Governo americano promete ser 'implacável' para impedir programa de mísseis do Irã

(7 fev) Cerimônia de apresentação do novo míssil de cruzeiro iraniano

O governo dos Estados Unidos prometeu nesta quinta-feira ser "implacável" para impedir que o Irã desenvolva um programa de mísseis, depois que a República Islâmica revelou uma nova arma balística, após um teste de míssil de cruzeiro.

A Guarda Revolucionária iraniana anunciou um novo míssil balístico com alcance de 1.000 km, informou a agência oficial Sepah News.

Esta foi a mais recente demonstração de força militar do país, que celebra o 40º aniversário da Revolução Islâmica, em um momento de grande tensão com os Estados Unidos.

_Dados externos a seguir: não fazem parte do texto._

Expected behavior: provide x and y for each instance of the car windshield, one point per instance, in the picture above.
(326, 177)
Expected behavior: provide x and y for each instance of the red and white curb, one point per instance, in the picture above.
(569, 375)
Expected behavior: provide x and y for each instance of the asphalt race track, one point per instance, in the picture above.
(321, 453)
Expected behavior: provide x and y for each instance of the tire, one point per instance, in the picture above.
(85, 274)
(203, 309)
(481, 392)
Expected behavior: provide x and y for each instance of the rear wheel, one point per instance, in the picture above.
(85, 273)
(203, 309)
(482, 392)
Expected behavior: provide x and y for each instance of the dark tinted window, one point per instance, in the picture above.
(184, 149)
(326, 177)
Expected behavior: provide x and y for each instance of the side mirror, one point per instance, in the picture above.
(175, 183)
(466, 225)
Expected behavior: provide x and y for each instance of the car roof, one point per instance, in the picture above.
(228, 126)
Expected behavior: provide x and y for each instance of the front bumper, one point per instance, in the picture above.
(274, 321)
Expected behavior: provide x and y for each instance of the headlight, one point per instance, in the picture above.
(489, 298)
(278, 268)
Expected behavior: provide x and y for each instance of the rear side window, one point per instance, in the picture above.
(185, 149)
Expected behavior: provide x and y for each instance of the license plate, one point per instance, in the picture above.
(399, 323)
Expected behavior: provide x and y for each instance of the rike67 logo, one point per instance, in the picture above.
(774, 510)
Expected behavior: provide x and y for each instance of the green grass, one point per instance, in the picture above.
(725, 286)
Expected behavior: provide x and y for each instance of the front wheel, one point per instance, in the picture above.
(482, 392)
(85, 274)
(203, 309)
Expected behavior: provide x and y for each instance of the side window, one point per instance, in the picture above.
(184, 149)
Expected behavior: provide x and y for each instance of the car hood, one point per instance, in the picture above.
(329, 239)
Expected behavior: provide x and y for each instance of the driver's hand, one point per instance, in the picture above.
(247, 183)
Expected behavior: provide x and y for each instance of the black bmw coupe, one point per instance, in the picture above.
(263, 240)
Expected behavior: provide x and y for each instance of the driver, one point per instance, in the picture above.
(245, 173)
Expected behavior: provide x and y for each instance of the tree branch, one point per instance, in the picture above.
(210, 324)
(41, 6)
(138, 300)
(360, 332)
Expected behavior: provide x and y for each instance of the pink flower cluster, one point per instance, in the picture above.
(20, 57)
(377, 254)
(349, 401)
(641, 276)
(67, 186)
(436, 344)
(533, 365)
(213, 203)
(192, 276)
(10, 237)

"O desrespeito flagrante do Irã às normas internacionais deve ser abordado", afirmou em um comunicado o porta-voz do Departamento de Estado, Robert Palladino.

"Devemos restaurar restrições internacionais mais rígidas para impedir o programa de mísseis iraniano", completou.

"Estados Unidos seguirá sendo implacável para reunir apoio em todo o mundo para confrontar a atividade imprudente de mísseis balísticos do regime iraniano, e seguiremos aplicando pressão suficiente sobre o regime para que modifique seu comportamento maligno, incluindo a implementação total de nossas sanções".

Teerã interrompeu a maior parte de seu programa nuclear após o acordo de 2015 assinado com as potências em troca da suspensão das sanções, mas prosseguiu com o desenvolvimento dos mísseis balísticos.

O presidente americano Donald Trump abandonou o acordo em maio e retomou as sanções, citando entre outros motivos o programa de mísseis do Irã.

"O último lançamento de míssil iraniano prova que o acordo com o Irã não faz nada para deter seu programa de mísseis", tuitou o secretário de Estado Mike Pompeo.

A resolução 2231 do Conselho de Segurança da ONU, aprovada em 2015, exige que o Irã "não realize nenhuma atividade relacionada com os mísseis balísticos concebidos para transportar ogivas nucleares".

Teerã assegura que não busca produzir mísseis nucleares e que seu programa balístico é "puramente defensivo", o que não seria proibido pela resolução.